Ocampo.- El alcalde de Ocampo, Juan Manuel Miranda Mora, fue denunciado penalmente por el delito de acoso sexual, por una de sus exfuncionarias, quien finalmente tuvo que renunciar porque no pudo soportar el hostigamiento del munícipe.

La afectada acudió a la fiscalía, a fin de que se abra una investigación respecto al acuso que sufrió y que el alcalde sea castigado, conforme a derecho. Además, también presentó una queja en la Comisión Estatal de Derechos Humanos, respecto al mismo tema.

En relación a los hechos, la afectada, quien era directora de Atención al Migrante en el municipio de Ocampo, relató que, en el mes de agosto del año pasado, el presidente la llamó a su oficina.

Ya cuando estaba ahí, le dijo: “vamos a comer y ahí te voy a presentar a una persona que te ayudará a conformar el club de migrantes que necesitamos. Mañana, en cuanto yo llegue, te marco para avisarte a qué hora nos vamos”.
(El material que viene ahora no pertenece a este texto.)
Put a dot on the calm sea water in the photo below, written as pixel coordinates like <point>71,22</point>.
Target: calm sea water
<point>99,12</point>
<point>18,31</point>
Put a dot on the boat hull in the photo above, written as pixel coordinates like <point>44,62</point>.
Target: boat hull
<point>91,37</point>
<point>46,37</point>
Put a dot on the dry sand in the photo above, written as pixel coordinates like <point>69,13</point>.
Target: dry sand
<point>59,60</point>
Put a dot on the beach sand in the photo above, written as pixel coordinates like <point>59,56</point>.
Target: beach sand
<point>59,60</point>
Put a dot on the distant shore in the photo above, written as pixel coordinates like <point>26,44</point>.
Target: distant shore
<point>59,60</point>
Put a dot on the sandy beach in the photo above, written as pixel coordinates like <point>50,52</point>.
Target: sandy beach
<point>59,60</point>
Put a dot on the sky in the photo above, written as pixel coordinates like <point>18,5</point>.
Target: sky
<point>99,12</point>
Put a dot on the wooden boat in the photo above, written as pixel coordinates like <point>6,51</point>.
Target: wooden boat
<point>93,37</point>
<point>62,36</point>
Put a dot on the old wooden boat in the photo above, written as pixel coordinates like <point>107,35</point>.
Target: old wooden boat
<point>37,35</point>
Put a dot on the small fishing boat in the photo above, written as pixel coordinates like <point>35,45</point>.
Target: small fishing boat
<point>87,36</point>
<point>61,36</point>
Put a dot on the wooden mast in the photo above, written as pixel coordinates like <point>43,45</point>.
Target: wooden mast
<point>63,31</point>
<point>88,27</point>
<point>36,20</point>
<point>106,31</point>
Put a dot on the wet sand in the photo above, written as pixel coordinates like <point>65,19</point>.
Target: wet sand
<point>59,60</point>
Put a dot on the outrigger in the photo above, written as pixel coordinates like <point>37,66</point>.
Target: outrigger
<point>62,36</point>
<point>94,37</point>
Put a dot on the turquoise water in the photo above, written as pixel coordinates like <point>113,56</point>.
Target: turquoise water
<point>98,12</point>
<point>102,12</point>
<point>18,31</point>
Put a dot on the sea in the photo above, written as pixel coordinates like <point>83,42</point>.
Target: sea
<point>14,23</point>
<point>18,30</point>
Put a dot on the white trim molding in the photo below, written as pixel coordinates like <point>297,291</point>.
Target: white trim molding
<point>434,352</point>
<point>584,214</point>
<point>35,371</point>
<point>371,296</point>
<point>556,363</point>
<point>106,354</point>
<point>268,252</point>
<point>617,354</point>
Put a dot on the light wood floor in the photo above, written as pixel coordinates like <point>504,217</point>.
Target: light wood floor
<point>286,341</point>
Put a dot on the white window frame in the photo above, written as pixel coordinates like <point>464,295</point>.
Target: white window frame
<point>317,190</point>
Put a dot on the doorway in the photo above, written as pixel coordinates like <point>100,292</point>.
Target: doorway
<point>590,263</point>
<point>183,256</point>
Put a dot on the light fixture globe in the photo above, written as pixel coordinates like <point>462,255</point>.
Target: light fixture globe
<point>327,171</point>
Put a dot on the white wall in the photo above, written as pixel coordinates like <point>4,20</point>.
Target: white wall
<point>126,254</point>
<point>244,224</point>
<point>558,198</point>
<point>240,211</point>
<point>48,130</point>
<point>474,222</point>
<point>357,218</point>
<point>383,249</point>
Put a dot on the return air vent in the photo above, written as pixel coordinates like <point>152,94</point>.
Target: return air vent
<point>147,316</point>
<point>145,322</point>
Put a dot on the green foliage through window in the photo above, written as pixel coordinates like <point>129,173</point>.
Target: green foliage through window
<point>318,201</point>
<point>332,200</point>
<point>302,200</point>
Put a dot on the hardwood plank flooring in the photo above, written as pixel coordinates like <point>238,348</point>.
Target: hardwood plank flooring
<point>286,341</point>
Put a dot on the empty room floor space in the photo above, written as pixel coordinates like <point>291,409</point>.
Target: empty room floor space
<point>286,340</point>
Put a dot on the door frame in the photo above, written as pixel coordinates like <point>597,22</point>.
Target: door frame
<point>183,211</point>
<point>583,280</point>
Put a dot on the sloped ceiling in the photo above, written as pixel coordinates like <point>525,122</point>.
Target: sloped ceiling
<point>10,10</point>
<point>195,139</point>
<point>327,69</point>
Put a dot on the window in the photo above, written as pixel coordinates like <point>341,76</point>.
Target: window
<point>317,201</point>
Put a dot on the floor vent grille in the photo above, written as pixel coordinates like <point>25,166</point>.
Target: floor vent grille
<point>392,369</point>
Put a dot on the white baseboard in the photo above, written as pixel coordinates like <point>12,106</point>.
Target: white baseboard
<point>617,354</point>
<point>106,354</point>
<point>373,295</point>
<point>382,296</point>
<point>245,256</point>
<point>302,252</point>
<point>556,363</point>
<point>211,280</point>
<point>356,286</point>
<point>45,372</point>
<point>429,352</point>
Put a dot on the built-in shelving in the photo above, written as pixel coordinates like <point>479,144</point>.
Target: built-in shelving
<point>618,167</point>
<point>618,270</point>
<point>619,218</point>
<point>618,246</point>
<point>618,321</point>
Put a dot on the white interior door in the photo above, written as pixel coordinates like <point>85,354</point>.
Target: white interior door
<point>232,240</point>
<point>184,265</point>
Agregó que, al día siguiente, como a la una de la tarde, Miranda Mora la volvió a llamar a su oficina y le dijo: “te sales atrás de mi”. Afuera, se subió a la camioneta del alcalde y ambos se trasladaron a Zitácuaro.

Después, se dirigieron al restaurante El Tejado. Ahí, se supone que esperarían a la persona que iban a ver. Mientas pidieron de comer. Entonces, el alcalde le ofreció aumentarle dos mil pesos de sueldo, en dos quincenas.

Pero le aclaró que la condición era que “te vayas a acostar conmigo”. Acto seguido, le llama al contralor municipal, para darle instrucciones de que va a aumentar el salario de su funcionaria.

Sin embargo, la afectada señaló que al principio pensó que las insinuaciones eran una broma. Pero cuando llamó al contralor, vio que el alcalde hablaba en serio. Entonces le dijo que no, que ella no iba a aceptar eso.

Juan Manuel Miranda, ya serio, le dijo: “¿estás segura?”. Y ella le contestó que sí. Entonces, comenta la víctima que el alcalde pidió la cuenta y pagó. Fueron 3 mil pesos y dejó 500 de propina.

De regreso, estaba enojado y le dijo que se olvidara de cualquier programa que tuviera que ver con su dependencia. La dejó en su casa. Añade que después de ese día no volvió a tocar el tema, pero desde entonces el alcalde ya no la recibió, ni le autorizó ninguna gestión ni programa.

En noviembre la descansaron un mes, sin goce de sueldo, sin motivo. Cuando regresó, la tensión fue en aumento, sin que la tomaran en cuenta. La hacían trabajar horas extras. En abril, sobrinos del alcalde tuvieron un problema con su hermana y su cuñado.

A los pocos días, el asesor legal, Jorge Luis Rosales, la manda llamar para decirle que estaba despedida. Le pidió que le dijera por qué razón. El abogado le dijo que él solo obedecía órdenes del alcalde.

Pero, además, ya no la dejaron ir a su oficina. Le dijeron que en ese momento tenía que salir del edificio municipal por su voluntad o llamarían a la policía para que la sacaran por la fuerza.

La afectada señala que no fue la única a la que le hizo el presidente esas insinuaciones. Fueron varias mujeres empleadas del Ayuntamiento. Las que no aceptan, son despedidas también.